Der Profisport findet in den kommenden Wochen ohne Zuschauer statt, der Breitensport wird zum Schutz vor der Ausbreitung der Coronapandemie wieder eingestellt. DOSB und Sportausschuss kritisieren das, da Sportveranstaltungen kaum zu Neuinfektionen führten. Aber stimmt das wirklich?

Von Victoria Reith und Maximilian Rieger | 30.10.2020
    Amateurhandballspiel des SG Groß-Umstadt/Habitzheim.
    Welche Rolle spielt der Breitensport in der Coronaviruspandemie? (www.imago-images.de)
    Durch die neuen Coronamaßnahmen wird auch der Breitensport wieder stillgelegt. Der Deutsche Olympische Sportbund kritisiert das, auch wenn man die Maßnahmen grundsätzlich mittrage.
    Der Sport sei nachweislich kein Infektionstreiber. Auch aus dem Sportausschuss des Bundestags kommt Kritik: Die Vorsitzende, Dagmar Freitag (SPD), betonte im Dlf, die Maßnahmen seien zu weitgehend und sagte: "Mir sind keine Sportveranstaltungen bekannt, die sich zu einem Hot-Spot oder Superspreader entwickelt haben. So werden wir Akzeptanz in der Bevölkerung verlieren."
    Wie sieht es mit der Verbreitung des Coronavirus im Sport, insbesondere im Breitensport, tatsächlich aus? Die Deutschlandfunk-Sportredaktion hat bei den Gesundheitsministerien der Länder angefragt.
    Sachsen-Anhalt: 35 Ausbrüche in Sportvereinen, 200 in Familien
    Das Gesundheitsministerium Sachsen-Anhalt teilt mit, dass es die Expositionsorte der Covid-19-Fälle im Land analysiere. "Dabei spielen Sportvereine durchaus eine Rolle, wenn auch nicht in dem Maße wie Familienfeiern und Busreisen. Von Anfang September bis Ende Oktober sind 35 Ausbrüche festgestellt worden." Im privaten Bereich der Familien(-feiern) seien es im Vergleich dazu über 200 gewesen.
    Auch Niedersachsen und das Saarland meldet, dass es im Sportbereich zu Übertragungen gekommen ist. In Niedersachsen ist ein Ausbruch innerhalb einer Fußballmannschaft im Landkreis Cloppenburg. Für die betroffene Mannschaft wurde Quarantäne angeordnet. Die Gegenspieler der Mannschaft des vorangegangenen Spieltags seien ebenfalls getestet worden und hätten keine positiven Befunde gezeigt.

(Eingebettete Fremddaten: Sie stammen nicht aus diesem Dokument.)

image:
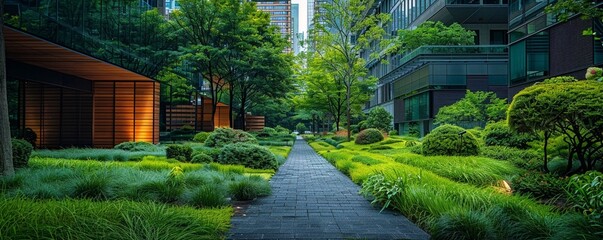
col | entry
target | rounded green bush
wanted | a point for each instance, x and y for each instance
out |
(21, 152)
(450, 140)
(224, 136)
(368, 136)
(201, 137)
(499, 134)
(248, 155)
(201, 158)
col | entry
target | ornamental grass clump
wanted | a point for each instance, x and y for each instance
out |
(368, 136)
(450, 140)
(248, 155)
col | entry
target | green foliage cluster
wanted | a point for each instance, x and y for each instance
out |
(22, 218)
(137, 147)
(301, 128)
(223, 136)
(500, 134)
(433, 33)
(181, 153)
(473, 109)
(21, 152)
(585, 193)
(568, 109)
(543, 186)
(248, 155)
(201, 137)
(450, 140)
(96, 154)
(368, 136)
(525, 159)
(378, 118)
(149, 180)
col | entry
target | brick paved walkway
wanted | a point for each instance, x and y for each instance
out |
(313, 200)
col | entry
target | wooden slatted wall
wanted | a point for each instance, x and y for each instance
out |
(60, 117)
(125, 111)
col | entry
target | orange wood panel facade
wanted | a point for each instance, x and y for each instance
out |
(125, 111)
(59, 116)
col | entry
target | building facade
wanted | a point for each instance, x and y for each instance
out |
(280, 16)
(415, 84)
(541, 47)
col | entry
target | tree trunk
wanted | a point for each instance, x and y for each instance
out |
(6, 154)
(349, 115)
(545, 168)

    Das Gesundheitsministerium Saarland antwortet, dass die Fälle im Amateursport zu sehr aufwändigen Kontaktnachverfolgungen führen, die häufig landkreisübergreifend sehr große Kapazitäten der Gesundheitsämter binden. "Da die Akteure des Amateursports in der Regel in der Hauptbeschäftigung in anderen Bereichen tätig sind, sind in der Folge viele Betriebe und Einrichtungen betroffen und es kommt sehr schnell zu schwer zu kontrollierenden Ausbrüchen", schreibt das Ministerium weiter.
    Gute Hygienekonzepte, aber Kontaktreduktion unumgänglich
    Darüberhinaus schreibt das Gesundheitsministerium in Hannover: Der Amateursport könne nicht mehr als Bereich mit erhöhtem Infektionsrisiko ausgeschlossen werden, da nach Angaben des Robert-Koch-Instituts 75 Prozent der Infektionen nicht mehr zugeordnet werden können.
    Dies betonen mehrere Gesundheitsministerien in ihren Rückmeldungen dem Deutschlandfunk gegenüber. Viele Vereine hätten zwar sehr gute Hygienekonzepte erstellt und die meisten Sportlerinnen und Sportler hätten sich auch an die Regeln gehalten. Nichtsdestotrotz seien die beschlossenen Einschränkungen in der aktuellen Situation notwendig, um die Zahl der persönlichen Kontakte in der Summe zu reduzieren.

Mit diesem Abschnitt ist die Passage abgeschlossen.